O Gouvarinho correu devagar os dedos pela pêra, e murmurou esta razão:
– O Ministério estava gasto.
– Como uma vela de sebo? - exclamou Ega, rindo.
O Conde hesitou. Como uma vela de sebo não diria... Sebo subentendia obtusidade... Ora neste Ministério sobrava o talento. Incontestavelmente havia lá talentos pujantes...

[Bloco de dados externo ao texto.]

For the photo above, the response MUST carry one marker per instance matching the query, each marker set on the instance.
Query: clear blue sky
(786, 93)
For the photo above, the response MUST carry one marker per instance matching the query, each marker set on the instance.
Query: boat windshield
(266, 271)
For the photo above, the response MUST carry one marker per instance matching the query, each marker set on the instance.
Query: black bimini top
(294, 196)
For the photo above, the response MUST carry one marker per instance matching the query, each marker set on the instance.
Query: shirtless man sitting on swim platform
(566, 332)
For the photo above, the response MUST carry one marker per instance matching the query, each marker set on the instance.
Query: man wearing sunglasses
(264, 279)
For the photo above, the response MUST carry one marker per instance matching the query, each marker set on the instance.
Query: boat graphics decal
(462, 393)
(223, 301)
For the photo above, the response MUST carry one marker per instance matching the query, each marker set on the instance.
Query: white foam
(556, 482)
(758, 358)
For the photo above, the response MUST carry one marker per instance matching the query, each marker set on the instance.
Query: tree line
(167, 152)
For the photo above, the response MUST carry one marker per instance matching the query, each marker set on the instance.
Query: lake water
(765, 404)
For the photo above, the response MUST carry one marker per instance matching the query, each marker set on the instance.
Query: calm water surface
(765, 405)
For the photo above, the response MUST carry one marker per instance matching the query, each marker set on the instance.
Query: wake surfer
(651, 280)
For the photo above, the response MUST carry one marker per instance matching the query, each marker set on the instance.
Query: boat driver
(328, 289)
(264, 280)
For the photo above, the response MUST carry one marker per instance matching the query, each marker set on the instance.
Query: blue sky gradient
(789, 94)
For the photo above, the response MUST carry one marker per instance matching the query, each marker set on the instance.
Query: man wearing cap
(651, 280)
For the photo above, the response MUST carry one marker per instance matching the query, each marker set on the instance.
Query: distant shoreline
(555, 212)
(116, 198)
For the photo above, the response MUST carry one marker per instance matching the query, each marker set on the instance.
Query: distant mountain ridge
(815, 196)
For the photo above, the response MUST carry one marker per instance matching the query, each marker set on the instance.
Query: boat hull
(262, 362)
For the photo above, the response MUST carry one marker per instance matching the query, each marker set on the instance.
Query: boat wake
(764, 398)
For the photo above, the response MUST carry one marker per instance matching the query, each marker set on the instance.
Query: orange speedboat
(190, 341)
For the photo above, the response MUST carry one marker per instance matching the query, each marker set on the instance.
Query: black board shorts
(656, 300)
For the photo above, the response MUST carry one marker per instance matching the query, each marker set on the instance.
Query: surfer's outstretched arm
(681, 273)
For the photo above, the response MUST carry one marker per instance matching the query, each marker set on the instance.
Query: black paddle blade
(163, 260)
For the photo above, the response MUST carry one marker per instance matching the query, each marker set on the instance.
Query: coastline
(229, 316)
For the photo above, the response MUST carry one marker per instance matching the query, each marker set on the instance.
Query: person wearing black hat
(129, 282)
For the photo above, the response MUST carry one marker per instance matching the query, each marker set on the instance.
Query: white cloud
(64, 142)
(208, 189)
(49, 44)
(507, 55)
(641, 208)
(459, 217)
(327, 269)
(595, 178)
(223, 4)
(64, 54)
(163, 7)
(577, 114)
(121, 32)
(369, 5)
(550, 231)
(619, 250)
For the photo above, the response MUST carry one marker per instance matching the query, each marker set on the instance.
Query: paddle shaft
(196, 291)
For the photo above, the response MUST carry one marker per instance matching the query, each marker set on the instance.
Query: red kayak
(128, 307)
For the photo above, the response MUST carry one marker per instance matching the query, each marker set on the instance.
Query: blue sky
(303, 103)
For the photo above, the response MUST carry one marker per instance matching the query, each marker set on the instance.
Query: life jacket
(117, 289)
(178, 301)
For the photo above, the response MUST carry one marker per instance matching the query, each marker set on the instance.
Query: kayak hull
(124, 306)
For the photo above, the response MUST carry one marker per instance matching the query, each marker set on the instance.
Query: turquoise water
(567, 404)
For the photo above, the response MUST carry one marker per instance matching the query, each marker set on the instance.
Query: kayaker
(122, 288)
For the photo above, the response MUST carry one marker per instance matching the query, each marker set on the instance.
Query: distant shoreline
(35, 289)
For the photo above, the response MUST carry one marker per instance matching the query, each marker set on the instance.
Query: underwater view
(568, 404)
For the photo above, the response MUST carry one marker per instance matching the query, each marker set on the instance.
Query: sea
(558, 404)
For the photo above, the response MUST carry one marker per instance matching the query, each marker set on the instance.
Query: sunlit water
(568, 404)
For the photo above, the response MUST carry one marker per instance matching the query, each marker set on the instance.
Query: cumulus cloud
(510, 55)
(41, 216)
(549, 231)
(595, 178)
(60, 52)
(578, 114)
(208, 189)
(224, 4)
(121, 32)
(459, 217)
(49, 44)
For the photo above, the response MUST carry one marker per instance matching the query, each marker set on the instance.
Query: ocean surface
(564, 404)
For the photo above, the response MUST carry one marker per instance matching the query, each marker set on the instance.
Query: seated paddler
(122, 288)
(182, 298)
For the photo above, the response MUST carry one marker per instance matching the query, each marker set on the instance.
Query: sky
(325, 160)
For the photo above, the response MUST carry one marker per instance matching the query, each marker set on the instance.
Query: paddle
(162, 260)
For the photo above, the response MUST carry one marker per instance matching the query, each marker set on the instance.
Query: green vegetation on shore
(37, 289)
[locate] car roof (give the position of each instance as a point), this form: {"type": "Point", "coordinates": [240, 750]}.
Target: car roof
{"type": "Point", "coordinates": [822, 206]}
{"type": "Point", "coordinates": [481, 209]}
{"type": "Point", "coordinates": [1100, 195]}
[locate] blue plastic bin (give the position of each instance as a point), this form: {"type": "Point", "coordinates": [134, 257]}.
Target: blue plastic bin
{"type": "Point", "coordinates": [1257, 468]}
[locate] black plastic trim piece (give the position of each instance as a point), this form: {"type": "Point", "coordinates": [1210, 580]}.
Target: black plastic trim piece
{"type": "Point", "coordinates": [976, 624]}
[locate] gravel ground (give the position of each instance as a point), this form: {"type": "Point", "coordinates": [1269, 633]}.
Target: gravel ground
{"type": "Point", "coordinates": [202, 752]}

– Essa é outra! - gritou Ega atirando os braços ao ar. – É extraordinário!
Neste abençoado país todos os políticos têm «imenso talento». A oposição confessa sempre que os ministros, que ela cobre de injúrias, têm, à parte os disparates que fazem, um «talento de primeira ordem»! Por outro lado a maioria admite que a oposição, a quem ela constantemente recrimina pelos disparates que fez, está cheia de «robustíssimos talentos»! De resto todo o mundo concorda que o país governado «com imenso talento», que é de todos na Europa, segundo o consenso unânime, o mais estupidamente governado! Eu proponho isto, a ver: que, como os talentos sempre falham, se experimentem uma vez os imbecis!"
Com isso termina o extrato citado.